Tree Fern planted in the 1880s

This beautiful tree fern was planted when this house was built in the 1880s. It has survived some harsh winters, hot summers and even a bush fire that came very close.

Dicksonia Antarctica are often sold as a log, with the ferns and roots cut off. This is because the whole trunk is a root system and it can be simply planted in the ground. But, of course, you can’t tell how healthy the plant is until the fronds emerge. That’s why you need to buy from a reputable dealer.

How to plant tree ferns

Stephen says that you plant a tree fern just as you would any other plant. Give the soil a good mulch, dig a hole and put the tree fern in. Backfill with soil and compost and water well.

‘But if you have just bought a trunk,’ he says, ‘you’ll need to plant it deeply enough into the ground so that it won’t topple over. This means losing about 12″ of height. So remember that when you are ordering. If it comes with a rootball base, that’s less important.

You also need to support it until it establishes. Unusually, however, you can place rocks or stones in the planting holes to help hold it up. Because the whole trunk is a root system you won’t cause problems with the roots the way you would if you did this with an ordinary tree.

Where to plant them?

Tree ferns like light, but they can burn in direct sunlight. They are happiest under a light canopy of other trees.

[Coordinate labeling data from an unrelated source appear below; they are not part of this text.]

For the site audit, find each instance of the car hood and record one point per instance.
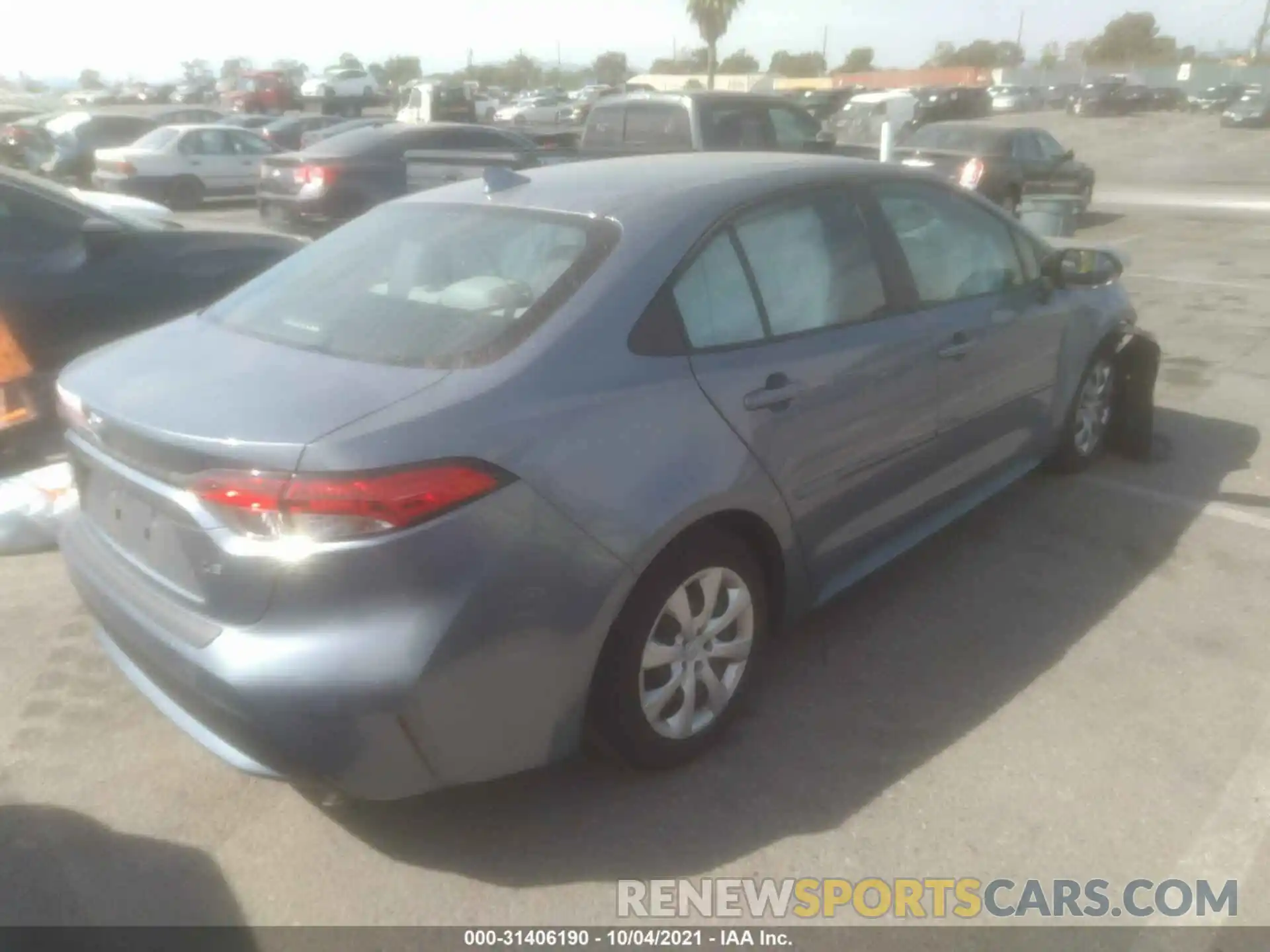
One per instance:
(112, 202)
(222, 394)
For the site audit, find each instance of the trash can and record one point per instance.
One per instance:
(1050, 218)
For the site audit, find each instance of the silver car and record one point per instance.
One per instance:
(516, 462)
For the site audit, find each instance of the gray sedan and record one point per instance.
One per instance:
(509, 465)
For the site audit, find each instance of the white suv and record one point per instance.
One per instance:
(341, 84)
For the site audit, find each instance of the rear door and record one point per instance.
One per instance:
(210, 155)
(997, 329)
(789, 314)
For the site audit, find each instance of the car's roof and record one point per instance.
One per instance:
(636, 190)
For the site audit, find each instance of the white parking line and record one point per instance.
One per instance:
(1217, 510)
(1202, 282)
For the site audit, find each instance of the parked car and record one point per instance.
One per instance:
(1250, 112)
(64, 146)
(265, 92)
(1058, 95)
(182, 165)
(1005, 165)
(247, 121)
(941, 104)
(79, 270)
(341, 178)
(1169, 99)
(548, 110)
(286, 132)
(341, 87)
(1216, 99)
(749, 386)
(366, 122)
(196, 93)
(1107, 99)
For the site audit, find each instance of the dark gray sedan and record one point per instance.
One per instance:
(509, 463)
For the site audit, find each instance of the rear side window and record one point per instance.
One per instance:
(657, 126)
(714, 299)
(605, 127)
(422, 285)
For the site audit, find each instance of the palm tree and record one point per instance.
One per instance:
(713, 18)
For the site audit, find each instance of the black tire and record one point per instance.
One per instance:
(1071, 455)
(616, 720)
(185, 193)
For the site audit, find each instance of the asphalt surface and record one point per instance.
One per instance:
(1071, 682)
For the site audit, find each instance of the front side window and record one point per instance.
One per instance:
(954, 249)
(422, 285)
(714, 299)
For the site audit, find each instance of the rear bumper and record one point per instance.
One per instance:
(380, 681)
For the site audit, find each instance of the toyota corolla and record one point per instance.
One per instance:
(553, 456)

If you have a sheltered spot in a courtyard that gets some filtered light, that’s perfect. They’ll also handle shade well.

Keep away from harsh winds or anywhere exposed.

How to water a tree fern

These plants like a fairly damp climate. So you should water them in a drought. Stephen runs a hose over the whole trunk (because it’s a root system). He then returns a few minutes later and repeats it, because if a tree fern trunk has got very dry it may not absorb much water. He sometimes repeats that three or four times.

Stephen says there is some debate about whether you can water tree ferns from the top. Some people believe it will cause the crown to rot. ‘However, I’ve watered my tree ferns from the top and have never lost any that way,’ he says.

He often perches the hose on the top, wedged between the stems, and lets it drip down for a few hours. ‘Although be careful not to damage the young croziers by poking too hard down into the crown,’ he adds.

‘And don’t water them from the top in winter because if water freezes in the crown, that will damage them.’

Do they need fertilising?

In the wild, tree ferns benefit from falling leaves on the forest floor. These rot down into mulch, and Stephen says that a once a year mulch with garden compost or rotted animal manure is all a tree fern needs in a garden. ‘I’ve never given my tree ferns any extra fertiliser,’ he says.

It’s different if it’s in a pot because it can’t take nourishment up from the soil through its roots. You will need to fertilise it.

How to protect tree ferns in winter?

Stephen lives in a mountain area near Melbourne, so the winters do get cold. But they don’t have sustained frost and snow for weeks on end.

The wild tree ferns in the gully near where he lives have been covered in snow several times. But not for long.

Tree ferns grow wild

So tree ferns can cope with a bit of frost and snow. ‘But if you get sustained sub-zero temperatures so that the trunks freeze, then you’re in an area where tree ferns probably won’t survive,’ he says.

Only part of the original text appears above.